Русая коса - [2]
Я вошел… но, Александр, прощай, поди домой! Я не могу продолжать: у меня голова закружилась, волнуется сердце… Приди завтра, приди, когда ты хочешь… Неужели давно это случилось?.. Не может быть: ты меня обманываешь.
— Перестань ребячиться, и что это за прихоть жестокая! Ты довел меня до вершины горы, хотел показать вид и закрыл глаза… Лучше бы не начинал.
— Не могу, клянусь, не могу. Я вижу теперь эту русую косу, которая рассыпается густыми кудрями по плечам…
— Браво, философ, да это уже и не по-нашему. Дай мне пощупать пульс твой… Но вот тебе стакан холодной воды; из другого, если хочешь, я тебя оболью, и ты прохладишься. Мне нужны только два слова… Кончи.
— Я вошел… Графиня стояла еще перед зеркалом в голубом ситцевом капоте с длинными рукавами, на шее кисейная косынка, сложенная спереди и небрежно подправленная под воротничок. Подле горничная, только что застегнувшая последнюю пуговицу… Вытертые, но еще не высохнувшие волосы спускались со всех сторон длинными, густыми и реденькими кистями… Лицо то открывалось, то закрывалось крайними локонами; графиня своими белыми ручками закидывала их назад, поправляла, но они, досадные, беспрестанно опускались над глазами. Иногда сверкали сквозь них пронзительные голубые глаза… Половина головы озарялась солнечными лучами, которые прокрадывались сквозь малиновые занавески и наводили то свет, то тень на свежее лицо. Ах, Александр, она была очаровательна.
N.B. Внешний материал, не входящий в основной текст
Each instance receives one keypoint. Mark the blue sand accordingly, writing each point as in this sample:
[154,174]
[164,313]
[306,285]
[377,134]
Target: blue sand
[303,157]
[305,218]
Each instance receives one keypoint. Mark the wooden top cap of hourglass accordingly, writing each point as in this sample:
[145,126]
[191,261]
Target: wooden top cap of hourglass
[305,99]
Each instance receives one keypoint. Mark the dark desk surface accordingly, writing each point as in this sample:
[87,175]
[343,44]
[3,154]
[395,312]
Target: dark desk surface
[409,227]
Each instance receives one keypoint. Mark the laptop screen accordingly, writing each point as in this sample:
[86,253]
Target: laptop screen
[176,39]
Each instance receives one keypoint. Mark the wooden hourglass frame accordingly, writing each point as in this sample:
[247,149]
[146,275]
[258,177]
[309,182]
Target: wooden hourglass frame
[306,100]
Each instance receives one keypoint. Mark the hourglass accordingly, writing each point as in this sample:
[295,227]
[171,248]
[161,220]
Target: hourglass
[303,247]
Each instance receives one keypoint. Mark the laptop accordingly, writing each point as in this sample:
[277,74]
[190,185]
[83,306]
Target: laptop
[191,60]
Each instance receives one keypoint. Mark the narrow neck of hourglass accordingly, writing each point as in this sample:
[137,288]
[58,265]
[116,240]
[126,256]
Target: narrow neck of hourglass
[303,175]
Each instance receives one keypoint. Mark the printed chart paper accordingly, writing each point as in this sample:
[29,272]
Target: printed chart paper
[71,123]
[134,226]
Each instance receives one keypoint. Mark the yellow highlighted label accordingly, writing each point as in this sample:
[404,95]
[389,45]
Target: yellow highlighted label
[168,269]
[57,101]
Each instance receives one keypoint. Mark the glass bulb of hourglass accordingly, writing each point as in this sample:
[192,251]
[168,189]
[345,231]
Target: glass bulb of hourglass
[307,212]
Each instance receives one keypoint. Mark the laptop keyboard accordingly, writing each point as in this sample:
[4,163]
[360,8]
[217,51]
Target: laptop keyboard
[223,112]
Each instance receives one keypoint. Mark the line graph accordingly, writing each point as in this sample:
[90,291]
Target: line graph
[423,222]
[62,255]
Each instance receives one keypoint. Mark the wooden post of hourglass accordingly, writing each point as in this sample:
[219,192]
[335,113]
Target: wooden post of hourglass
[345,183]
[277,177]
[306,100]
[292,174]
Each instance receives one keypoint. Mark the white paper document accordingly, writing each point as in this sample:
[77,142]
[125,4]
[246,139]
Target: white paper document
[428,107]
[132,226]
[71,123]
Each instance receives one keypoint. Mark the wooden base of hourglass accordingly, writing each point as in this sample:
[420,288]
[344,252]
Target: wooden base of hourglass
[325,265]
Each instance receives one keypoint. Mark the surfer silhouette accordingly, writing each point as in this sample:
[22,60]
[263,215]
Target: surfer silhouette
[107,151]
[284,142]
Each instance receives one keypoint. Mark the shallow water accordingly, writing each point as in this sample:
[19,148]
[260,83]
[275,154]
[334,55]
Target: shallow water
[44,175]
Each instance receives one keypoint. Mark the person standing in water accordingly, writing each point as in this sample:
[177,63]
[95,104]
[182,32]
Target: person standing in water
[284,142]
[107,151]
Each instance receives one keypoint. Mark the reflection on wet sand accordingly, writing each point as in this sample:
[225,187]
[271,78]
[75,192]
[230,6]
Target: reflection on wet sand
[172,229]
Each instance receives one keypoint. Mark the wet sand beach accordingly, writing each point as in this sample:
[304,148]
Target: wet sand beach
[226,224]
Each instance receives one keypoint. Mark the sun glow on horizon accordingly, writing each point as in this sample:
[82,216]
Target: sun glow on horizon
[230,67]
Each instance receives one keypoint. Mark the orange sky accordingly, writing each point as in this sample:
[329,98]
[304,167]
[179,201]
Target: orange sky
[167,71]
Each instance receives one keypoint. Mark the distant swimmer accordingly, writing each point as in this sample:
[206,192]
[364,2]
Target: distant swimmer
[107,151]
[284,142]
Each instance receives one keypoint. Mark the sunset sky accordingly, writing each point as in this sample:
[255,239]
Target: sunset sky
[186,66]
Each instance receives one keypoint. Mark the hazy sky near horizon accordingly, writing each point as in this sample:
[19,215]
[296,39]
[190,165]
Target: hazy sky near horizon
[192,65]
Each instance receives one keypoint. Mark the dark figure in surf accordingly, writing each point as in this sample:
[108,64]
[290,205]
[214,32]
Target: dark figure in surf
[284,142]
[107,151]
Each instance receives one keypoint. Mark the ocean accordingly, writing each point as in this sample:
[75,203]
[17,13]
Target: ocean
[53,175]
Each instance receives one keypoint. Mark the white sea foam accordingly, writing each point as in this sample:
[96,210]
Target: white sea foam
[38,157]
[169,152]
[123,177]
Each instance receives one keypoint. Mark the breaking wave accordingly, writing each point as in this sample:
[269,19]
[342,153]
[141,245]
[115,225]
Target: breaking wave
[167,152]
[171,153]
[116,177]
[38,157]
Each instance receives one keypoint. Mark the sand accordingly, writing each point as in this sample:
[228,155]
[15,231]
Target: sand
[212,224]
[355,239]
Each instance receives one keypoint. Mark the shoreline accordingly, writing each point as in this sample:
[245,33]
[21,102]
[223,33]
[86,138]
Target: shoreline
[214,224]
Если я помешался, разумеется не надолго, то ты верно бы сошел с ума и навсегда… Я весь трепетал… Ты веришь, что каменная Галатея оживилась творческим духом художника — так поверь и тому, что живая Галатея окаменила нового Пигмалиона… и природа не уступила древнему искусству в могуществе [11]. Она остановила все мои жизненные силы, и я сделался статуею изумления… Помню наконец, что слова графини привели меня в чувство. «Что с вами сделалось, Н. Н., читайте, читайте, мне хочется поскорее познакомиться с новым нашим поэтом…» В это только время я почувствовал, что я что-то живое, что опять становлюсь собою, и начал читать, извиняясь, как сумелось. Мы прочли «Чернеца». Я возвратился домой и с тех пор не выхожу со двора. В первый раз говорю только… Но я чувствую, мне теперь лучше…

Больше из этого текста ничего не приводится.